El fraile se encaminó hacia la hospedería del complejo catedralicio con gesto contrariado. Llevaba enfrascado con aquel códice varios días y apenas había logrado transcribir cuatro páginas completas. A tal paso nunca lograría una copia en condiciones. Decidió que en cuanto viese al obispo le anunciaría su intención de contratar a Theresa, porque el novicio que le había asignado, obviamente, no era la persona adecuada.
Mientras atravesaba el peristylium se detuvo un momento para mirar alrededor.
Por lo que pudo comprobar, el cabildo de Fulda se había sumado a las últimas reformas emprendidas por Carlomagno, quien en su Institutio Canonicorum, con el fin de promover la vida comunitaria entre los clérigos de los cabildos, regulaba la agrupación de edificios clericales en torno a la catedral y el palacio del obispo.
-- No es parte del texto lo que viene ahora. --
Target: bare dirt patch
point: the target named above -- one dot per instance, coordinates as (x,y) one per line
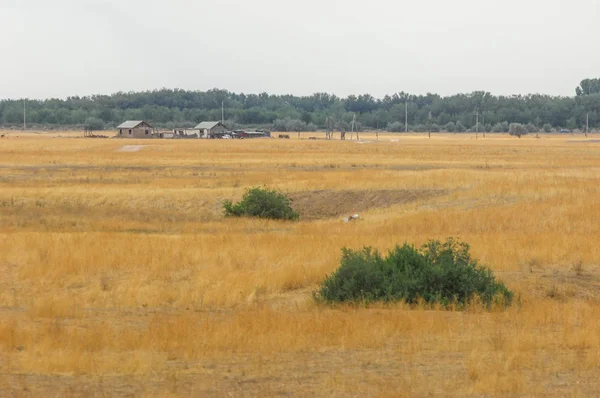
(312,205)
(131,148)
(560,282)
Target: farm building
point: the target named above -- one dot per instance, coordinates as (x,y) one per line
(209,129)
(134,129)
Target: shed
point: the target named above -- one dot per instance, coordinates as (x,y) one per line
(134,129)
(209,129)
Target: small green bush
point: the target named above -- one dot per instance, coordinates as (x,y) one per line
(436,273)
(262,203)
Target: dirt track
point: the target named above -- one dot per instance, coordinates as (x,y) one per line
(321,204)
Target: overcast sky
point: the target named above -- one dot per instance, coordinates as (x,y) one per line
(79,47)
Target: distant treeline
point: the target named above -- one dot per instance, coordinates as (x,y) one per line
(179,108)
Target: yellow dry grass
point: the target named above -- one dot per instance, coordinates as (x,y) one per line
(119,276)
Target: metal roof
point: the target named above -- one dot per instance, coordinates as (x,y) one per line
(207,125)
(131,124)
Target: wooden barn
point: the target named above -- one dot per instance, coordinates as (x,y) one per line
(209,129)
(134,129)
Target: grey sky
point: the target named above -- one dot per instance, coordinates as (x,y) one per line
(78,47)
Le resultaba curiosa aquella disposición de construcciones de diferentes estilos y funciones, arrebujados en torno a la pequeña catedral, y aún le sorprendía más el hecho de que el obispo de Fulda hubiese escogido una antigua domus romana para establecer la sede episcopal. El palacio consistía en un edificio de dos alturas construido en piedra. El piso superior disponía de once pequeñas habitaciones calefactadas, orientadas a una galería común con vistas al atrio. En el piso inferior se ubicaba la bodega, dos pórticos, otras tantas habitaciones con suelo de madera, un establo, las cocinas, una panadería, la despensa, el almacén de grano y una pequeña enfermería. Quizás él no fuera el más adecuado para juzgar aquella elección, pero le daba la impresión de que aquel palacio sobrepasaba en mucho la necesaria humildad que debía caracterizar a un prelado de la Iglesia. No obstante, comprendió que no debía ejercer mayor crítica sobre quien tan calurosamente le había acogido. Al fin y al cabo, el obispo de Fulda se había sentido muy halagado por su presencia, y más aún al saber que se mostraba interesado por los delicados tesoros de su biblioteca.
Ya era noche cerrada cuando llegó a su celda. Habría podido pernoctar en la residencia de los optimates en la misma abadía, pero prefería una celda pequeña y con intimidad a una estancia amplia pero compartida. Dio gracias al cielo, se descalzó, y se dispuso a aprovechar aquel rato de recogimiento para meditar sobre los acontecimientos de la jornada.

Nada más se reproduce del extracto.